Dr Tremaine’s crippled skyfleet had begun evaporating soon after the rogue magician’s demise. Every eye in Trinovant was turned skyward for two days as an urgent effort was made to ferry the magicians and the artefacts to the ground before the magical craft lost their solidity entirely. Caroline and Aubrey piloted separate ornithopters in the ultimately successful undertaking, so short-handed was aerial service since the sky battle.
Aubrey hadn’t known that signing a treaty document would take three days – with the promise of more to come – but he was learning that everything in international diplomacy moved at a pace that would make a glacier look positively frisky. He patted his pocket, which reassured him – and then filled him with doubts – but he took the confusion as a good sign that life was resuming normality.

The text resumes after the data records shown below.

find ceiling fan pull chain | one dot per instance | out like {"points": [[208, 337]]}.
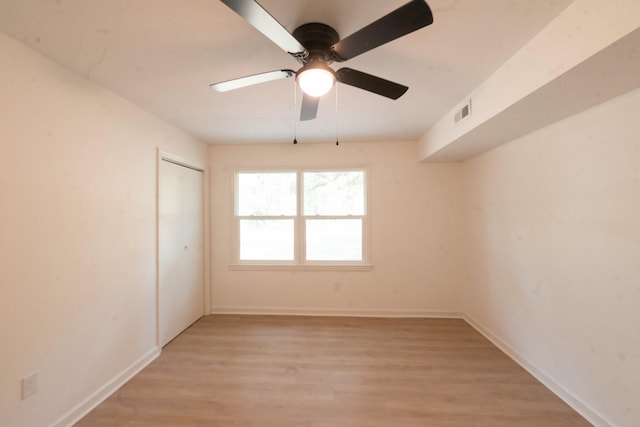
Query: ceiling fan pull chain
{"points": [[295, 108], [337, 119]]}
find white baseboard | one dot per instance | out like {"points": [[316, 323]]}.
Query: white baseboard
{"points": [[83, 408], [569, 398], [347, 312]]}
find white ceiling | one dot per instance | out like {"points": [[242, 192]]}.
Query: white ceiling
{"points": [[163, 54]]}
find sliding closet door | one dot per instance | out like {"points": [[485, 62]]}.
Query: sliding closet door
{"points": [[181, 249]]}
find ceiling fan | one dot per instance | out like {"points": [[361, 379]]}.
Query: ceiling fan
{"points": [[316, 45]]}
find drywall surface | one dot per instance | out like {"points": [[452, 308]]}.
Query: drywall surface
{"points": [[584, 29], [413, 214], [553, 250], [77, 235]]}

Aubrey’s father was at the head of the extraordinarily long table that had been placed in the Gallery of Glass. He was with the Gallian Prime Minister, Giraud, while in between them was the new Chancellor of Holmland, Ilse Brandt.
Aubrey had difficulty remaining solemn whenever he looked at Chancellor Brandt. The sheer novelty of a woman rising to such a position told Aubrey that if the world was resuming normality, it was a delightfully new kind of normality that promised much.
Part of the reason for the delay in the final signing had been the traditional negotiating over the fine points in the treaty. In the weeks leading up to the ceremony, Sir Darius and his Foreign Office had ironed out the major issues, but Sir Darius had confided to Aubrey that he’d deliberately left some minor points vague. He understood that it would be important for Holmland to win some concessions in the negotiation.
Sir Darius had been adamant about this, even in the face of resistance from his own party. Many in Albion and Gallia wanted to punish Holmland for the war. Some wanted to go further and humiliate the country for its aggression. Suggestions were made to strip Holmland of some of its territory, while enormous sums of money were touted as appropriate reparation for the damage Holmland had done.